An API gateway is an API management tool that takes API calls sent by clients and routes them to the correct microservice with protocol translation, composition, and request routing. It basically invokes multiple microservices and aggregates results to get the right path when handling the requests sent.
Why is an API Gateway Needed?
In the past few years, technology has advanced with the use of APIs that have become the building blocks that power communication and the exchange of data between applications. APIs have become the new norm when building applications and have changed how we run our day to day lives, helped to reduce business administration costs, and streamlined business operations.
A few years ago, developers served their applications in production using HTTP servers. Today, with APIs becoming the new norm when building applications, they serve their APIs in production using the API gateway.
The API gateway is very important when it comes to helping developers deliver APIs with scalability and availability to both their partners and customers. The gateway sits in front of the APIs and is involved with other additional tasks such as rate limiting, authentication, routing endpoints to the right microservices, load balancing among others.
What Necessitated the API Gateway?
Initially, developers faced a lot of challenges when it came to creating integrations. They were building XML and SOAP based APIs that had both unstructured and structured data and lacked a unified interface that could link different legacy applications. This is when the API gateway was born.
The gateway has the capabilities to apply data transformation to legacy SOAP services and transform the SOAP services to REST. Even though these transformations are not automatic, the API gateway has made them simple and straightforward.
Benefits of Using the API Gateway
Businesses and developers using the API gateway have reaped quite a number of benefits that have made it easy for them to meet their requirements. Some of these benefits include:
- Security: API Gateways come with a centralized server that developers can use to manage authentication, bot detection, cross-origin resource sharing, and rate-limiting among others. They will also be able to create a datastore for all the API’s session information.
- Decoupling: The API Gateway allows developers to decouple their public endpoints from any underlying architectures. They do this by creating routes based on hostname, path, headers, and other information depending on their requirements. This helps in solving issues that arise when some clients communicate directly with different services making it difficult for developers to move or rename these services.
- Cross-Cutting Issues: Cross-cutting issues such as caching and logging should be handled from a centralized location. The API gateway eliminates the possibility of developers having to deploy cross-cutting issues to every single microservice.
- Reducing Round Trips: There are situations that require developers to join data for their endpoints across different services. It gets quite difficult to do this without employing the API Gateway which makes sure that the number of round trips is reduced.
- API Key Management: The API Gateway helps in the management of developers’ API keys. It also offers a consistent and uniform way through which authentication and authorization should be handled.
- Monetization: The API Gateway offers billing and rate-limiting solutions for developers working on monetizing their APIs. It also offers a portal that partners and other API consumers can create and deprecate API tokens.
There are multiple API Gateways available for developers today. However, one is supposed to choose an API Gateway that meets all their requirements as well as those of their customers. There are a number of things one is supposed to put into consideration when choosing the right API Gateway for their APIs.
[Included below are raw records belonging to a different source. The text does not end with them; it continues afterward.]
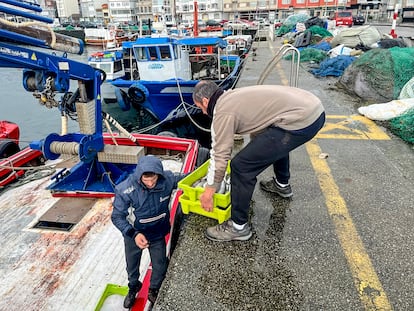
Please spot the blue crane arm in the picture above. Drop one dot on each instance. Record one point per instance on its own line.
(19, 57)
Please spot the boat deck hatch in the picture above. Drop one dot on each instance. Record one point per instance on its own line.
(65, 214)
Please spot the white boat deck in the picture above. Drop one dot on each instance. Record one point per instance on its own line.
(46, 269)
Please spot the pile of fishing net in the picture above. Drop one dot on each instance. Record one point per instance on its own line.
(379, 75)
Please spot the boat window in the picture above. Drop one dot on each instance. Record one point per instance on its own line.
(117, 66)
(105, 67)
(165, 52)
(140, 53)
(153, 52)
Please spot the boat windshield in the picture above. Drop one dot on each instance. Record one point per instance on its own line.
(151, 53)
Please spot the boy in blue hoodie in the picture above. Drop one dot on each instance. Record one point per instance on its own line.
(141, 213)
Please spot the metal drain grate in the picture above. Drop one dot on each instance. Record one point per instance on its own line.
(65, 214)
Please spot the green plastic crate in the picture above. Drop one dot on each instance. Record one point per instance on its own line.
(190, 198)
(187, 206)
(111, 289)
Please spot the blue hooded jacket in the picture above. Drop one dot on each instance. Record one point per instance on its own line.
(137, 209)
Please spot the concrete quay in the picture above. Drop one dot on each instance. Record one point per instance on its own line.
(343, 242)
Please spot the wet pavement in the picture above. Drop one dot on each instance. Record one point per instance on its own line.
(343, 242)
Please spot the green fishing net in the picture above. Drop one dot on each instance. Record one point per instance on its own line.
(310, 55)
(319, 31)
(403, 126)
(379, 74)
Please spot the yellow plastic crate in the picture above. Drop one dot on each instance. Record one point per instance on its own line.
(111, 289)
(187, 206)
(190, 198)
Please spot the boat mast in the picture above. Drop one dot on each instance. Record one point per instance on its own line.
(195, 25)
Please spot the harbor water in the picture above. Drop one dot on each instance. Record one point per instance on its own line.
(37, 121)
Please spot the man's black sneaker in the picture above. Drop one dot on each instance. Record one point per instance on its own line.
(152, 294)
(131, 296)
(273, 186)
(225, 232)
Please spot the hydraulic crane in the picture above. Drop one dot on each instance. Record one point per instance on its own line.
(47, 75)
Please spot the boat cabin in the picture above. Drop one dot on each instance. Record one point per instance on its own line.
(165, 58)
(111, 62)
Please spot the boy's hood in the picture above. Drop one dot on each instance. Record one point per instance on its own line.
(148, 164)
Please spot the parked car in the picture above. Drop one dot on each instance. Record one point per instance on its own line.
(359, 20)
(342, 18)
(236, 25)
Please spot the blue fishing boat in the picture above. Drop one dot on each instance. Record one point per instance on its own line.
(160, 74)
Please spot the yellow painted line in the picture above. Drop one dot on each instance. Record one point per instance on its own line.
(366, 280)
(351, 127)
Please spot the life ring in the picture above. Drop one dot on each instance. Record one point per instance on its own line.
(122, 99)
(138, 94)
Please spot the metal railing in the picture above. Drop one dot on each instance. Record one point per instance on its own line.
(294, 67)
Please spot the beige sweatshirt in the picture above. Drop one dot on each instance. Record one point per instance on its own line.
(251, 109)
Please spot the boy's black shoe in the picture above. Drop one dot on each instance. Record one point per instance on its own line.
(131, 296)
(152, 294)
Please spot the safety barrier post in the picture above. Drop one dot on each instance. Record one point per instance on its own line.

When choosing an API Gateway, you need to make sure that it has all the functionality that you need. However, in a situation where you are not able to get one with all the functionality, you should make sure that you choose an API Gateway that can increase its functionality by using either open source or proprietary plugins.
Complexities in Deployment
When choosing an API Gateway, developers need to choose one that is easy to deploy or rather one that does not bring along a lot of complexities.
They need to establish whether the API Gateway they are choosing requires multiple types of nodes or just a single node to set up the database. This is because some API Gateways might require many databases that might be complicated to set up.
Developers need to make a decision on whether to host their API Gateway in the cloud or on their premises. They need to understand that even though hosting on their premises adds time when it comes to maintaining and deploying their APIs, they get more latency with cloud hosting. Cloud hosting becomes tricky especially when the provider is facing downtime.
API Gateway Features
Developers need to be very careful when choosing API gateways because some of them are basically modified servers that meet some basic API requirements.
They need to choose API Gateways that come with features such as security and developer portal features with good design and user experience. If the gateway does not have these features, then they should be able to easily modify it to meet their requirements.
Even though pricing depends on the financial resources available to developers or a company, one needs to choose an API Gateway that is affordable while at the same time exhibiting all the features that they need.
It is essential to choose a provider who offers a free option that one can use for testing. With this, you will be able to find out if the gateway meets your requirements and has the features that you need before upgrading to the paid options with more features.
As technology continues to advance and change consumer expectations, developers are coming up with APIs every day to address the new demands. As such, API Gateways usage has continued to grow and has become an integral part when it comes to managing APIs and making sure that the APIs meet all their requirements.